Tennyson spent some time as a guest at Curragh Chase and wrote the poem to show his close friendship with the De Vere family. Despite this, the poem is a scathing rebuke. The speaker tells that Lady Clara has rebuffed a young, low-born man who loved her, and he died by suicide after her rejection. The references to coronets and earls are deployed ironically—the poem's speaker is not impressed with the Vere de Vere ancestry, and all of her noble claims cannot balance out Lady Clara's coldness, pride, and idleness (as proven by the fact that she apparently has no better claim on her time than breaking hearts). The poem's speaker then professes a more democratic viewpoint, where good character is earned by virtue, not by high birth.

==References in other works==

- In J. M. Barrie's play What Every Woman Knows, "Vere de Vere" is referred to as a slightly cynical metaphor for "the noble nobility":

COMTESSE. It seems to be no joke to you, Mr. Shand. Sybil, my pet, are you to let him off?

SYBIL [flashing]. Let him off? If he wishes it. Do you?

JOHN [manfully]. I want it to go on. [Something seems to have caught in his throat: perhaps it is the impediment trying a temporary home.] It's the one wish of my heart. If you come with me, Sybil, I'll do all in a man's power to make you never regret it.

[Triumph of the Vere de Veres.]

- In C. J. Mathews' My Awful Dad (1881) the name Vere de Vere is used humorously as a stereotypical name of a member of the nobility: "You shall sit next to Evangeline Clara Vere de Vere, née Tadpole, the grand double-jointed sentimental comic clog and pump dancer."
- In the 1914 Angela Brazil story The Youngest Girl in the Fifth, chapter two, the second sentence is "She was tall for her age, and rather awkward in her manners, apt at present to be slapdash and independent, and decidedly lacking in 'that repose which stamps the caste of Vere de Vere'".
- In the 1917 P. G. Wodehouse short story The Romance of an Ugly Policeman, there is this passage:
"Ellen Brown was a nice girl, but she had a temper, and there were moments when her manners lacked rather noticeably the repose which stamps the caste of Vere de Vere."
- In the story "William Spoils the Party" – included in the 1925 collection Still William by Richmal Crompton – there is a reference to Mr. Bott (the self-made man in the village who has become wealthy through his invention of a digestive sauce). Crompton summarises him thus: "Mr. Bott was 'self-made' and considering all things had made quite a decent job of himself, but his manners had not 'the repose that stamps the caste of Vere de Vere.'"
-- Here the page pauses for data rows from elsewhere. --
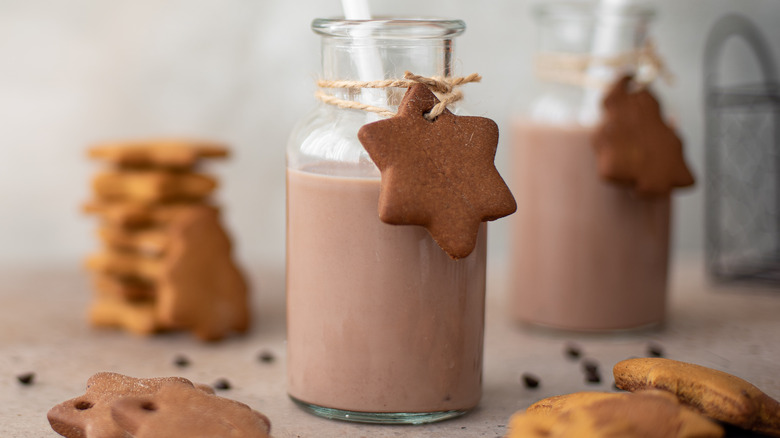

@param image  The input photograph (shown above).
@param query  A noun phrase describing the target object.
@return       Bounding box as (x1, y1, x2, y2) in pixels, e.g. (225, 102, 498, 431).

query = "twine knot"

(534, 39, 674, 89)
(315, 72, 482, 119)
- The theme is alluded to in the fictional play Simple Hearts and Coronets, which is advertised as playing locally in the 1932 film The Water Gipsies which allegorically refers to the real film's plot.

- In Nancy Mitford's The Pursuit of Love, when the Hons secret society is first introduced in Chapter II, "Kind hearts are more than coronets, and simple faith than Norman blood" is quoted to emphasize eligibility for the Hons didn't depend on a noble bloodline.